Più che le basi legali per un intervento legislativo, in questa fase conta l’azione politica necessaria per non lasciare scivolare lontano dall’Italia la testa dell’ex monopolista telefonico. A “rafforzare” gli intenti della maggioranza c’è anche l’intervento del presidente della Repubblica che ieri ha ricevuto in forma riservata Vegas prima del suo intervento a palazzo Madama. Il Quirinale sta seguendo con molta attenzione la vicenda Telecom, come dimostra l’incontro con Bernabè di mercoledì, non solo per le ricadute finanziarie e di politica industriale, ma anche per gli effetti a livello occupazionale e sociale.
C’è poi il capitolo sicurezza dei dati e gestione della rete: le preoccupazioni del Copasir ieri hanno ricevuto la conferma delle valutazioni tecniche dei servizi segreti.

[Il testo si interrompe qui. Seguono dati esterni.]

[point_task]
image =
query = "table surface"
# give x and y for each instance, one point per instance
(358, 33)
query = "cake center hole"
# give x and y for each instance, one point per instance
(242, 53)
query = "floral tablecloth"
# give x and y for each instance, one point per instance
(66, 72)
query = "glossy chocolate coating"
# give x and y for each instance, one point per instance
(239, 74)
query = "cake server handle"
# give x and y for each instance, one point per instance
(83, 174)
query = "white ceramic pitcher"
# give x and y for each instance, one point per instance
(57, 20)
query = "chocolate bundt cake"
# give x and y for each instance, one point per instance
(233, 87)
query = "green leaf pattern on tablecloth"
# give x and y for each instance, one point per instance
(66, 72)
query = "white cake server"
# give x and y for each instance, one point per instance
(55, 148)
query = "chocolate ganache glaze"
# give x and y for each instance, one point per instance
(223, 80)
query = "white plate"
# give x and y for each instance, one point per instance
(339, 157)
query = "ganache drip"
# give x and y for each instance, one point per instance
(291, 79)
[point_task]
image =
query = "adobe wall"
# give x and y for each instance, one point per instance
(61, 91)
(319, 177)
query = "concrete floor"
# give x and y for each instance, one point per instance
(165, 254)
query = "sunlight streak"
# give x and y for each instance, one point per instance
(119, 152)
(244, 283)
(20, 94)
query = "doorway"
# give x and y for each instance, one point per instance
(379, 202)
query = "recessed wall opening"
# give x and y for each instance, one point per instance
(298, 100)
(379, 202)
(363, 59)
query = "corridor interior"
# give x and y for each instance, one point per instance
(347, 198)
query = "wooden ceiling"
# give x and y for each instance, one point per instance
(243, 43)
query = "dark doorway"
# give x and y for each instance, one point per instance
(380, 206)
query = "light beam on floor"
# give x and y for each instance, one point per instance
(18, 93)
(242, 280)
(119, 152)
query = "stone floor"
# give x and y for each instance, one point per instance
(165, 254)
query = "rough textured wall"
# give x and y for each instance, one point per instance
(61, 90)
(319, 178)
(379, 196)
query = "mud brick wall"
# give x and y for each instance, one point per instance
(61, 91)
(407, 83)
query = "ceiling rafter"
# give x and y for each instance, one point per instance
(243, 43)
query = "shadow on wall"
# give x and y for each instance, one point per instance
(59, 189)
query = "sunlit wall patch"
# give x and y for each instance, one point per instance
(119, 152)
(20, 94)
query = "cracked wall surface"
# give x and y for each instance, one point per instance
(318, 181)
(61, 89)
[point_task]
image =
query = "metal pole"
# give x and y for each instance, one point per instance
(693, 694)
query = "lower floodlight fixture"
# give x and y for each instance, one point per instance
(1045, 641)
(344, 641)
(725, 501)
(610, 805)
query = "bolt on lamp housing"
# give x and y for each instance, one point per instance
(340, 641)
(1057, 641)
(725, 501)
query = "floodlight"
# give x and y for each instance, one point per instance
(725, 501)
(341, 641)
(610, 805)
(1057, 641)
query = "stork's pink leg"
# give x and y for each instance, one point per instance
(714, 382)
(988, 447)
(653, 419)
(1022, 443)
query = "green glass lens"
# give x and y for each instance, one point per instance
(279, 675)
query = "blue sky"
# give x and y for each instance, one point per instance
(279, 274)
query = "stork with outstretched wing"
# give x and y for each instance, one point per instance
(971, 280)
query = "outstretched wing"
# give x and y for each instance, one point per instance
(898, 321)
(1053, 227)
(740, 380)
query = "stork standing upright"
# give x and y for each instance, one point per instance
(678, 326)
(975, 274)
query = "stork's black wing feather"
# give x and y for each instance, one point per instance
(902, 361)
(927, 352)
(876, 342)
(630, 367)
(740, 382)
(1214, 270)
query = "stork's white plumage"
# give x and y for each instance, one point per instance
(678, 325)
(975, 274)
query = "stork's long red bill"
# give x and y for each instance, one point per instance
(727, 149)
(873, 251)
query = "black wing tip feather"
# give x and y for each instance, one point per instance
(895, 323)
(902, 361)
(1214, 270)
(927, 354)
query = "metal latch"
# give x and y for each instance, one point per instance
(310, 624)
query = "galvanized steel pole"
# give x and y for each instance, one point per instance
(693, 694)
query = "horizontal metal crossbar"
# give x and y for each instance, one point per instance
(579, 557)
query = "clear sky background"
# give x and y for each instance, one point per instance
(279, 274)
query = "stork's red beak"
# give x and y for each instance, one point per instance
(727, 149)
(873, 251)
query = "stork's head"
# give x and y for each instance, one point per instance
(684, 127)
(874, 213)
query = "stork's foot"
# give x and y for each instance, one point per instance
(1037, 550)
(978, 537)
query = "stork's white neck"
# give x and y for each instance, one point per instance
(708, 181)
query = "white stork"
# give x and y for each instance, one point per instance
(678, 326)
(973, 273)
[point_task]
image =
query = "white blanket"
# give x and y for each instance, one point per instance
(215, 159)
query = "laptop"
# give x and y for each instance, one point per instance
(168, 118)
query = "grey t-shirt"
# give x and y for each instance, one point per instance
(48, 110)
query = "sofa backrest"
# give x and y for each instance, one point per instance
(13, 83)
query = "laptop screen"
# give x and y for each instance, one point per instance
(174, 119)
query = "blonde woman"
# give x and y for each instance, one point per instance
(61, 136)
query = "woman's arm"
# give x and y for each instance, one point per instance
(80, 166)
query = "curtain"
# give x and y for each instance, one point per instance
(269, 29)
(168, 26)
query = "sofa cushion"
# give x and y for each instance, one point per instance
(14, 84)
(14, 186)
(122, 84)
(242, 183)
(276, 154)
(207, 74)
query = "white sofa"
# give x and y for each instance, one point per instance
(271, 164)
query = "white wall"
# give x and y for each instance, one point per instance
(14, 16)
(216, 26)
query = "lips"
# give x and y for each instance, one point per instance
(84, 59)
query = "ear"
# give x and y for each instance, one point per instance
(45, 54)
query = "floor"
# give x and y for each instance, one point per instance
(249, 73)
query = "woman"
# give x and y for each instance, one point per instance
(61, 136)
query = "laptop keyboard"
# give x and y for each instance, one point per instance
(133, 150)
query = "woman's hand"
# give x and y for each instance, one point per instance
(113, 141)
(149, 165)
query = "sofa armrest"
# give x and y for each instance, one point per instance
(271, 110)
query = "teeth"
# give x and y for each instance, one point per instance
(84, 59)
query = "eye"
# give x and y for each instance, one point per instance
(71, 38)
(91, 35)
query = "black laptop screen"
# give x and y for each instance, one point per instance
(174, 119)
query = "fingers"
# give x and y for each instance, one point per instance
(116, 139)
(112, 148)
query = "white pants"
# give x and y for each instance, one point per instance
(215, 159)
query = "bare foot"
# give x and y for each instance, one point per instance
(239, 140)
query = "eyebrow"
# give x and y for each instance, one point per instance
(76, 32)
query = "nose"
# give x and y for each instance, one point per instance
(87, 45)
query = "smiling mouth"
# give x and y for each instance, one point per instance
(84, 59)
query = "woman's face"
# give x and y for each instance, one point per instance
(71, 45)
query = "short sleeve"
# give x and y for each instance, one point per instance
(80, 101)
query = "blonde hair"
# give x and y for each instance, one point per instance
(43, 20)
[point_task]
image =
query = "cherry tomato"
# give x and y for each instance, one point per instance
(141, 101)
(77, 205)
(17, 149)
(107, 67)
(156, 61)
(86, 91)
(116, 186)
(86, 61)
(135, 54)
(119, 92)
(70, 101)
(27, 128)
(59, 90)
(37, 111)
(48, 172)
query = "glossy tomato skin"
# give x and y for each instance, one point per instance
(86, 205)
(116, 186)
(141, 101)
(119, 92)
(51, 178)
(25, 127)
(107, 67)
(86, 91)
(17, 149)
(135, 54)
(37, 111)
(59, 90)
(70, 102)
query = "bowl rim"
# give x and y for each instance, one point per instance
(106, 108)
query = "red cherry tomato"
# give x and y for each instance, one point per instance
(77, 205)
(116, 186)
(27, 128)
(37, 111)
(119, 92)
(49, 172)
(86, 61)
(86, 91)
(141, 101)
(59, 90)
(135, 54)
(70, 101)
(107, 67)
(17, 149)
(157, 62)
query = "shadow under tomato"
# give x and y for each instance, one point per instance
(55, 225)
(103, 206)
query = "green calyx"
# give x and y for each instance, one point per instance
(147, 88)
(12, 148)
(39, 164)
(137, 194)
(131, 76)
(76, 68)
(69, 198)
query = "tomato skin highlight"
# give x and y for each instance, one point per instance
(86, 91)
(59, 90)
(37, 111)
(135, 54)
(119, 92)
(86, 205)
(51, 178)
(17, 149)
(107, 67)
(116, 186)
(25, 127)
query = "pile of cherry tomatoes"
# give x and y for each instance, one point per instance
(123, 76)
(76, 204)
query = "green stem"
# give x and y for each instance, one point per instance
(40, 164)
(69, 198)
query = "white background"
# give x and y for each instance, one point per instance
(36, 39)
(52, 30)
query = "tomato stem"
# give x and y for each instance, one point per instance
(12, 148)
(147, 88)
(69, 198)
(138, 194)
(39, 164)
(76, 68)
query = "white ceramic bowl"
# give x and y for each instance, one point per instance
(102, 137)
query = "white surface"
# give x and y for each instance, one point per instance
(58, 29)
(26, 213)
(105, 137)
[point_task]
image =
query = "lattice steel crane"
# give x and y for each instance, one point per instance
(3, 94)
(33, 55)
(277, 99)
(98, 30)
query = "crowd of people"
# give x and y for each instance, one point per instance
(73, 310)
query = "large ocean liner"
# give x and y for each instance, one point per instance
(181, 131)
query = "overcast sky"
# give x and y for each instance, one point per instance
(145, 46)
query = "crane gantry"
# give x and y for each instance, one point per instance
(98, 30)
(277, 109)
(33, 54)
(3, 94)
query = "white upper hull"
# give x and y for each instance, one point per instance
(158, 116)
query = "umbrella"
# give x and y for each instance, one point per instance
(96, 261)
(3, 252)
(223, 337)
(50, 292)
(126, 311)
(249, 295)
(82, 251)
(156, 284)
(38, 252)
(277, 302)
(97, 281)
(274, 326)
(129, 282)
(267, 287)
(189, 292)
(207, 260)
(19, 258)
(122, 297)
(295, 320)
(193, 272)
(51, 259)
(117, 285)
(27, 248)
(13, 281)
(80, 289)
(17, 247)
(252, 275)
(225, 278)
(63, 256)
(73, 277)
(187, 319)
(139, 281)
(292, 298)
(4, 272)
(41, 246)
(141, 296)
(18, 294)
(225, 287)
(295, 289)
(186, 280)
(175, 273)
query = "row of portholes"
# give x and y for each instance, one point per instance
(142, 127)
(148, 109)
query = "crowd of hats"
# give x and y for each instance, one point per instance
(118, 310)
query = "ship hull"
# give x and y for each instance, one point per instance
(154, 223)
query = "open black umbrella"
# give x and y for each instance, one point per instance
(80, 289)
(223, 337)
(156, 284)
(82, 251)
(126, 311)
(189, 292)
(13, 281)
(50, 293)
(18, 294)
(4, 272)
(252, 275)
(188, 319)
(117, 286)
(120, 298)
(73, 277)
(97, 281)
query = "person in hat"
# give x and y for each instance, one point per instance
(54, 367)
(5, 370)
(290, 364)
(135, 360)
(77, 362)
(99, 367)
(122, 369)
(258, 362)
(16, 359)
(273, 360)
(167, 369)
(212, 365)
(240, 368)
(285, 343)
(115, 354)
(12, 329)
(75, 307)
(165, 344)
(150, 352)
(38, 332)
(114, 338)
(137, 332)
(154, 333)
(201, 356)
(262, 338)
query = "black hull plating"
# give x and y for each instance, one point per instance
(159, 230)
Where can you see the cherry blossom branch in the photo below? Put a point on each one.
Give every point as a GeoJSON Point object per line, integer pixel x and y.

Il direttore del Dis, Giampiero Massolo, ha consegnato una relazione di due pagine che sottolinea il valore strategico che la rete fissa ha per l’intelligence e le forze di polizia. «Un bene indisponibile» secondo il Dis, il cui valore cresce sempre di più: miliardi di dati che riguardano le imprese private e la pubblica amministrazione sono custoditi nel cloud, cioè nei server della stessa Telecom. Inoltre, sottolinea il Dis, secondo la legge per la lotta al Cyberterrorismo, tutti gli interventi che le forze di polizia possono fare per acquisire dati utili alle indagini avvengono proprio attraverso la rete
fissa. Lo straniero proprietario avrebbe le chiavi del canale per raggiungere ogni tipo d’informazione.
La vicenda Telecom ha mostrato tutti i ritardi che la politica ha accumulato sul fronte della politica industriale, della sicurezza e della tutela dell’interesse nazionale. Così nella ricerca frenetica di una soluzione, l’intervento sulla legge per l’Opa ha l’indubbio fascino della scorciatoia veloce e efficace.